Create an "APR::BucketAlloc" object:
$ba = APR::BucketAlloc->new($pool);
class: "APR::BucketAlloc"
arg1: $pool ( "APR::Pool object" )
The pool used to create this object.
ret: $ba ( "APR::BucketAlloc object" )
The new object.
since: 2.0.00
This bucket allocation list (freelist) is used to create new buckets (via "APR::Bucket->new") and bucket brigades (via
"APR::Brigade->new").
You only need to use this method if you aren't running under httpd. If you are running under mod_perl, you already have a bucket
allocation available via "$c->bucket_alloc" and "$bb->bucket_alloc".
Example:
use APR::BucketAlloc ();
use APR::Pool ();
my $ba = APR::BucketAlloc->(APR::Pool->pool);
my $eos_b = APR::Bucket::eos_create($ba);
"destroy"
Destroy an "APR::BucketAlloc object":
$ba->destroy;
arg1: $ba ( "APR::BucketAlloc object" )
The freelist to destroy.
ret: no return value
since: 2.0.00
Once destroyed this object may not be used again.
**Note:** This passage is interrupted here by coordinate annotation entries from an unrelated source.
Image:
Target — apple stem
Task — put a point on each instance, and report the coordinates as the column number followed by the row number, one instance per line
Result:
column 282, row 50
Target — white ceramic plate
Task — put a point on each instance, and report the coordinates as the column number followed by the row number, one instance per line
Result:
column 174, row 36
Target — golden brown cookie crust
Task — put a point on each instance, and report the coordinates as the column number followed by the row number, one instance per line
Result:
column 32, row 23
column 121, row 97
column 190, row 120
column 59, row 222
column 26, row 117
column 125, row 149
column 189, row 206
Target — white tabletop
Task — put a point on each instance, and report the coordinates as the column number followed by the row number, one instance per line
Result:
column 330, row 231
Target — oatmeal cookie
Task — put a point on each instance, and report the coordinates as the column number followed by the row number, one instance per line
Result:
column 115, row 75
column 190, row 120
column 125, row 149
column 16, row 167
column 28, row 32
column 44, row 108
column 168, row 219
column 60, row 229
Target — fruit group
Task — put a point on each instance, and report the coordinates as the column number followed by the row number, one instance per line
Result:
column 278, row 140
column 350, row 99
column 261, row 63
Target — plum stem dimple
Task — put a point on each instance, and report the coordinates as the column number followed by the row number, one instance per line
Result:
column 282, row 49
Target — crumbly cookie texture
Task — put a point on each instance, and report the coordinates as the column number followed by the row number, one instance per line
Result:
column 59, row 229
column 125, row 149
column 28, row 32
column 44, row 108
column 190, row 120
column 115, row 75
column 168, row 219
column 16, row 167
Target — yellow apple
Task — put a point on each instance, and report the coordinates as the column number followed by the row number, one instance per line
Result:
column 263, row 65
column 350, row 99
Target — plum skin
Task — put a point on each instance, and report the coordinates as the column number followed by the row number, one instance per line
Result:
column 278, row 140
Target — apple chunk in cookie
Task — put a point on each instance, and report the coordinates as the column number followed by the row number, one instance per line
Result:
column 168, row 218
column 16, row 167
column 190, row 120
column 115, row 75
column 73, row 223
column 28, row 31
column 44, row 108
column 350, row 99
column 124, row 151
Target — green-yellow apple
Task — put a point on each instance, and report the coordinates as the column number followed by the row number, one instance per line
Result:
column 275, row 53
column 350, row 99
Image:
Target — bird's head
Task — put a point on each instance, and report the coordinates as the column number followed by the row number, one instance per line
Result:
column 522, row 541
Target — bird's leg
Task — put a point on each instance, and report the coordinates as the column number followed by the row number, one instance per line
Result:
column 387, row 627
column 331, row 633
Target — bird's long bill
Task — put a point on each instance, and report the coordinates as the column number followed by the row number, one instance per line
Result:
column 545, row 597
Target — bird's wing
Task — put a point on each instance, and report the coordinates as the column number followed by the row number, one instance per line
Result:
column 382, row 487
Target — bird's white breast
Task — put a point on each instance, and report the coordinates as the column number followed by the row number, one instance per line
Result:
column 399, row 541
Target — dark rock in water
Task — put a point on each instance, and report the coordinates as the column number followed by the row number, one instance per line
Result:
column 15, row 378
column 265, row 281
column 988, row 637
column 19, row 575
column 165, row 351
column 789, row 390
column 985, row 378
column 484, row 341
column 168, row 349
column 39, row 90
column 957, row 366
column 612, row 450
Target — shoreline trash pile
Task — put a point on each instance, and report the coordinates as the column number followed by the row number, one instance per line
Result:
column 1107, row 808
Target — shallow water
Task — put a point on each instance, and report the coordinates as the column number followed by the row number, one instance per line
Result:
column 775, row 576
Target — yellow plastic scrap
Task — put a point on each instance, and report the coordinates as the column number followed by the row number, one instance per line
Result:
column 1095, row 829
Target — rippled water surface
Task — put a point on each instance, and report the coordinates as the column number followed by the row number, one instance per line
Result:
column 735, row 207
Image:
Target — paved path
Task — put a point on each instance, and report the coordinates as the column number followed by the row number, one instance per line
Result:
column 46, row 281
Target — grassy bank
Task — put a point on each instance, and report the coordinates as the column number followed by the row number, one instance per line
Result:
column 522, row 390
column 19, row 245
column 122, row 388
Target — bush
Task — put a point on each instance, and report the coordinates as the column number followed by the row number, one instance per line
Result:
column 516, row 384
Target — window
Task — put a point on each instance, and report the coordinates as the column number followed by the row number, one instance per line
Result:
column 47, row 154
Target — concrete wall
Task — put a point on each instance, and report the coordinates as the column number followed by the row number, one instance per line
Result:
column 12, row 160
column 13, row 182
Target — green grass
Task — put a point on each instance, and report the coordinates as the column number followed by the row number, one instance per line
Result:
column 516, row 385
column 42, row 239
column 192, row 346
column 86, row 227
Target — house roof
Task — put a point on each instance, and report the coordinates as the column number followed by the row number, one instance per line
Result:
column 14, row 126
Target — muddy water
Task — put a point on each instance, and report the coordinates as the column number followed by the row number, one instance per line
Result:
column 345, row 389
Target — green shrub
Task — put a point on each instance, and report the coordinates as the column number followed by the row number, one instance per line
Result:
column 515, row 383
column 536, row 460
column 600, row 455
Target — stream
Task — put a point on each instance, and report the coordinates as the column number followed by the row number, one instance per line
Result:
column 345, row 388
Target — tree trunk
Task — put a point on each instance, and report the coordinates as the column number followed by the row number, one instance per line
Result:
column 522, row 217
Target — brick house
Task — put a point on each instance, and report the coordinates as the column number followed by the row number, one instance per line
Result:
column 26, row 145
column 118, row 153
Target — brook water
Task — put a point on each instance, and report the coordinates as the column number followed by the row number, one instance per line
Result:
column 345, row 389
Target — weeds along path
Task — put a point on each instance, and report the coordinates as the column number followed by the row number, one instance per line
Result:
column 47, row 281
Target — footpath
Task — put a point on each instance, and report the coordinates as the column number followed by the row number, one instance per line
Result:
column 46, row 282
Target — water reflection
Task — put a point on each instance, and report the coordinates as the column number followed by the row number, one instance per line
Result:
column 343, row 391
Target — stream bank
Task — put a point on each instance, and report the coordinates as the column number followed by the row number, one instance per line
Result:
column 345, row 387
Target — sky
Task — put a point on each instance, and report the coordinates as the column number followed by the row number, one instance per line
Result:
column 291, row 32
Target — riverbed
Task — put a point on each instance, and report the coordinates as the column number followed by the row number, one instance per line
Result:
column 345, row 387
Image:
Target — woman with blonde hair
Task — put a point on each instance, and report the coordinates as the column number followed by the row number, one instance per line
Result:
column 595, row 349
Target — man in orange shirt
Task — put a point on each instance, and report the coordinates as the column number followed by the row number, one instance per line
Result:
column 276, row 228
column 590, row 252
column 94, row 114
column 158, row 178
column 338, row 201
You need to destroy $ba only if you have created it via "APR::BucketAlloc->new". If you try to destroy an allocation not created by this
method, you will get a segmentation fault.
Moreover normally it is not necessary to destroy allocators, since the pool which created them will destroy them during that pool's cleanup
phase.
See Also
mod_perl 2.0 documentation.
Copyright
mod_perl 2.0 and its core modules are copyrighted under The Apache Software License, Version 2.0.
Authors
The mod_perl development team and numerous contributors.
perl v5.18.22install::TempContent::Objects::mod_perl-2.0.9::docs::api::APR::BucketAlloc(3)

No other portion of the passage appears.